US votes against banning death penalty for LGBTIQ people

Saturday, October 7, 2017

The United States has been criticised for voting against a United Nations resolution that sought to eliminate the death penalty for the LGBTIQ community. The US was among 13 nations including Saudi Arabia and Iraq to vote down the resolution.

The resolution condemned “the imposition of the death penalty as a sanction for specific forms of conduct, such as apostasy, blasphemy, adultery and consensual same-sex relations”.

Despite the US vote, the United Nations Human Rights Council approved the historic resolution with a 27-13 margin.

The State Department later defended the move by wrongfully claiming the resolution called for a complete ban on the death penalty.

The move has sparked broad criticism from human rights advocates and members of the LGBTIQ community.

“Ambassador Haley has failed the LGBTQ community by not standing up against the barbaric use of the death penalty to punish individuals in same-sex relationships,” Ty Cobb, director of Human Rights Council Global, said in a statement.

“While the UN Human Rights Council took this crucially important step, the Trump/Pence administration failed to show leadership on the world stage by not championing this critical measure.
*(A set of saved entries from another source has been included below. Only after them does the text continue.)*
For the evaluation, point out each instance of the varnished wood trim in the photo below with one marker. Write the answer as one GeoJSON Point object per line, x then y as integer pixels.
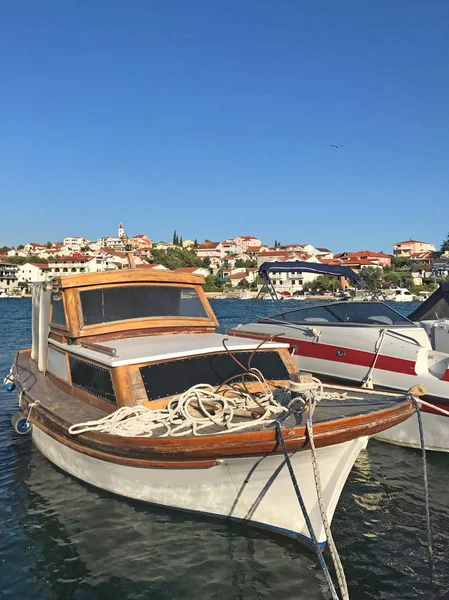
{"type": "Point", "coordinates": [120, 380]}
{"type": "Point", "coordinates": [69, 375]}
{"type": "Point", "coordinates": [205, 301]}
{"type": "Point", "coordinates": [146, 332]}
{"type": "Point", "coordinates": [113, 458]}
{"type": "Point", "coordinates": [129, 276]}
{"type": "Point", "coordinates": [243, 443]}
{"type": "Point", "coordinates": [72, 301]}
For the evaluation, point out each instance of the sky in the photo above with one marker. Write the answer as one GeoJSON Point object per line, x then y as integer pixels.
{"type": "Point", "coordinates": [216, 118]}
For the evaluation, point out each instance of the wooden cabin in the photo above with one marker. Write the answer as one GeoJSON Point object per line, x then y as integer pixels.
{"type": "Point", "coordinates": [122, 338]}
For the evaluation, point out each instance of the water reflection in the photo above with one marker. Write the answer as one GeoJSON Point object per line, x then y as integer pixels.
{"type": "Point", "coordinates": [84, 540]}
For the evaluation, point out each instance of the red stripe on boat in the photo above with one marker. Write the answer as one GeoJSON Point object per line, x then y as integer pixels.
{"type": "Point", "coordinates": [359, 358]}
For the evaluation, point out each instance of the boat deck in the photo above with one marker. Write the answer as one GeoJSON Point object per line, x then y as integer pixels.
{"type": "Point", "coordinates": [67, 410]}
{"type": "Point", "coordinates": [129, 351]}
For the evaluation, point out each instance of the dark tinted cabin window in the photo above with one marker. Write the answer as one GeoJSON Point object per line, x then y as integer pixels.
{"type": "Point", "coordinates": [57, 314]}
{"type": "Point", "coordinates": [363, 313]}
{"type": "Point", "coordinates": [92, 379]}
{"type": "Point", "coordinates": [139, 301]}
{"type": "Point", "coordinates": [315, 314]}
{"type": "Point", "coordinates": [166, 379]}
{"type": "Point", "coordinates": [367, 313]}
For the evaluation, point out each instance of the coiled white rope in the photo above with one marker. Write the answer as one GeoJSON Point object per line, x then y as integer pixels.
{"type": "Point", "coordinates": [198, 408]}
This administration’s blatant disregard for human rights and LGBTQ lives around the world is beyond disgraceful.”

LGBTIQ groups have criticised the decision.

“This is a monumental moment where the international community has publicly highlighted that these horrific laws simply must end,” Renato Sabbadini, executive director of the International Lesbian, Gay, Bisexual, Trans and Intersex Association, ILGA, said in a statement.

“It is unconscionable to think that there are hundreds of millions of people living in States where somebody may be executed simply because of whom they love.”